As many Canadians can attest, it’s not always what you earn that counts, it’s what you get to keep. This is especially true if you are currently retired or are planning to retire in the near future. To make the most of your retirement income, it makes sense to become familiar with the tax credits and benefits that are made available through the Canada Revenue Agency (CRA).
- Pension income splitting – If you receive a pension, you may be eligible to split up to 50% of your eligible pension income with your spouse or common-law partner.
- Guaranteed income supplement – If you receive the guaranteed income supplement or allowance benefits under the old age security program, you can renew your benefit by filing your return by the filing deadline.
- Registered retirement savings plan (RRSP) – Deductible RRSP contributions can reduce your tax bill. You have until December 31 of the year in which you turn 71 to contribute to your RRSP.
- Registered disability savings plan (RDSP) – This savings plan can help families save for the financial security of a person who is eligible for the disability tax credit. RDSP contributions are not tax deductible and can be made until the end of the year in which the beneficiary turns 59.
- Goods and services tax/harmonized sales tax (GST/HST) credit – You may be eligible for the GST/HST credit, a tax-free quarterly payment that helps your offset all or part of the GST or HST you pay. To receive this credit, you must file an income tax and benefit return every year, even if you did not receive income. If you have a spouse or common-law partner, only one of you can receive the credit. The credit will be paid to the person whose return is assessed first.

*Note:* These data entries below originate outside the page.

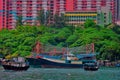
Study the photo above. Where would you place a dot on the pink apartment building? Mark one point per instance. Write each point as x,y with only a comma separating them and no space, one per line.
28,9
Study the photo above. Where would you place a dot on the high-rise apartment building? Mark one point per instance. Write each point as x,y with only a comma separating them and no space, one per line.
76,10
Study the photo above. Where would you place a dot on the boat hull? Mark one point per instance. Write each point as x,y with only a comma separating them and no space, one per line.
51,64
15,68
93,67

- Medical expenses – You may be able to claim the total eligible medical expenses you or your spouse or common-law partner paid for you, your spouse or common-law partner, or you or your spouse’s or common-law partner’s children who were born in 1999 or later, provided the expenses were made over any 12-month period ending in 2016 and were not previously claimed. This can include amounts claimed for attendant care or care in an establishment.
- Age amount – If you were 65 years of age or older on December 31, 2016, and your net income was less than $83,427, you may be able to claim up to $7,125.

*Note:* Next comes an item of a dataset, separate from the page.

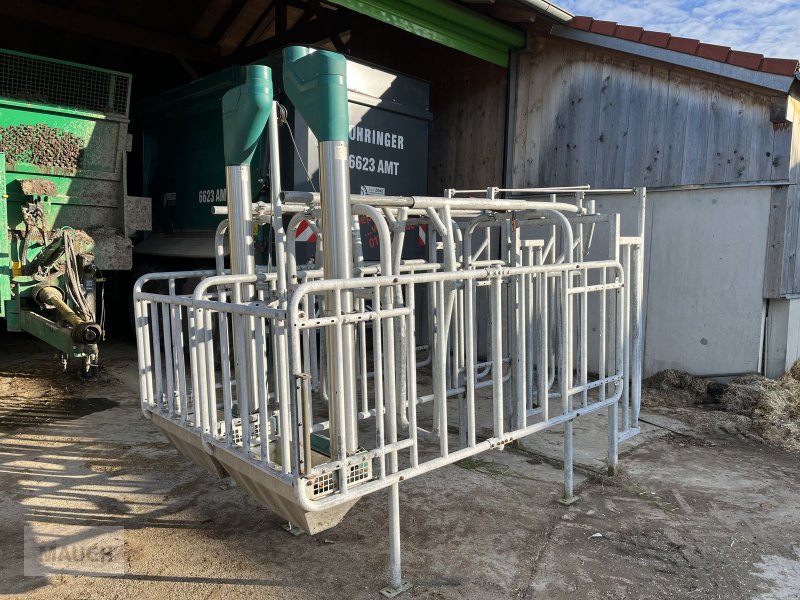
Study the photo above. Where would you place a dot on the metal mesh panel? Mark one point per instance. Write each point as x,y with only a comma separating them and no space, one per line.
46,81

- Pension income amount – You may be able to claim up to $2,000 if you reported eligible pension, superannuation, or annuity payments on your tax return.

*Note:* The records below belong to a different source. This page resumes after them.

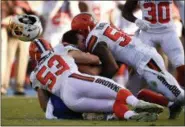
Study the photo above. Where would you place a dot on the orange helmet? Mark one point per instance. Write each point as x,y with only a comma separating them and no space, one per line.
83,22
39,48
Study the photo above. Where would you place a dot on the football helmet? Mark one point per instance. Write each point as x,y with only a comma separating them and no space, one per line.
84,23
25,27
39,48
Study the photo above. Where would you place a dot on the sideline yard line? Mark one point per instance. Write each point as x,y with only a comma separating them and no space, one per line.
10,97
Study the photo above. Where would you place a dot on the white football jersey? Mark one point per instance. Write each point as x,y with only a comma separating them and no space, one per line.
158,13
51,72
126,50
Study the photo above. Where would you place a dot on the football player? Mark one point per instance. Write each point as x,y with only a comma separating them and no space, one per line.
157,27
104,38
57,73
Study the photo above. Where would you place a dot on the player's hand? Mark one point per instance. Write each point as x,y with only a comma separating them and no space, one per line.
142,24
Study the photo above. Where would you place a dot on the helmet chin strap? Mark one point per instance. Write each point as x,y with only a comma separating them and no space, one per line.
89,29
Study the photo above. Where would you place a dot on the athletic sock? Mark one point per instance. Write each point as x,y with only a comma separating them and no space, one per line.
153,97
180,75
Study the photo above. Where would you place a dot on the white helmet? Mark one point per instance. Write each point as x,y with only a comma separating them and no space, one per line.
25,27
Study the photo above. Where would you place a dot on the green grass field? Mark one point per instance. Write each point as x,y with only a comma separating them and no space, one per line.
25,111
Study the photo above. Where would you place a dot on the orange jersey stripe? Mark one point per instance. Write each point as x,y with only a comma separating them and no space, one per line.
86,78
91,43
153,66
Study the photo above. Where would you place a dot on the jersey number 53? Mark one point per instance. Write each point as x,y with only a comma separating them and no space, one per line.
61,66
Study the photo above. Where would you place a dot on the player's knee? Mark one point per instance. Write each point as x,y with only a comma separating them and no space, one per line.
178,60
141,94
181,97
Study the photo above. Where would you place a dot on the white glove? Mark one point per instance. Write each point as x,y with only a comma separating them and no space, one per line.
142,24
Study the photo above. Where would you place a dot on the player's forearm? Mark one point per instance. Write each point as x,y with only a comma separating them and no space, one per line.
92,70
85,58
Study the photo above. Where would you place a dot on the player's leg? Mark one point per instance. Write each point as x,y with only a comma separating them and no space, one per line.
162,81
22,63
12,48
97,94
153,97
3,58
146,38
172,46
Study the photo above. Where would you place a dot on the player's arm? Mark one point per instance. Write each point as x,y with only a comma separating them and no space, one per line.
128,9
84,58
89,69
109,65
180,6
43,97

- Disability amount – If you, your spouse or common-law partner or your dependent has a severe and prolonged impairment in physical or mental functions and meets certain conditions, they may be eligible for the disability tax credit (DTC). To determine eligibility, you must complete Form T2201, Disability Tax Credit Certificate and have it certified by a medical practitioner. Canadians claiming the credit can file online whether they have submitted the form to the CRA for that tax year or not.
- Family caregiver amount – If you are caring for a dependant with an impairment in physical or mental functions, you may be able to claim up to $2,121 when calculating certain non-refundable tax credits. Non-refundable tax credits reduce your federal tax. If the total of the non-refundable tax credits is more than your federal tax, you will not get a refund for the difference.
- Public transit amount – You may be able to claim the cost of monthly or annual public transit passes for travel within Canada on public transit in 2016.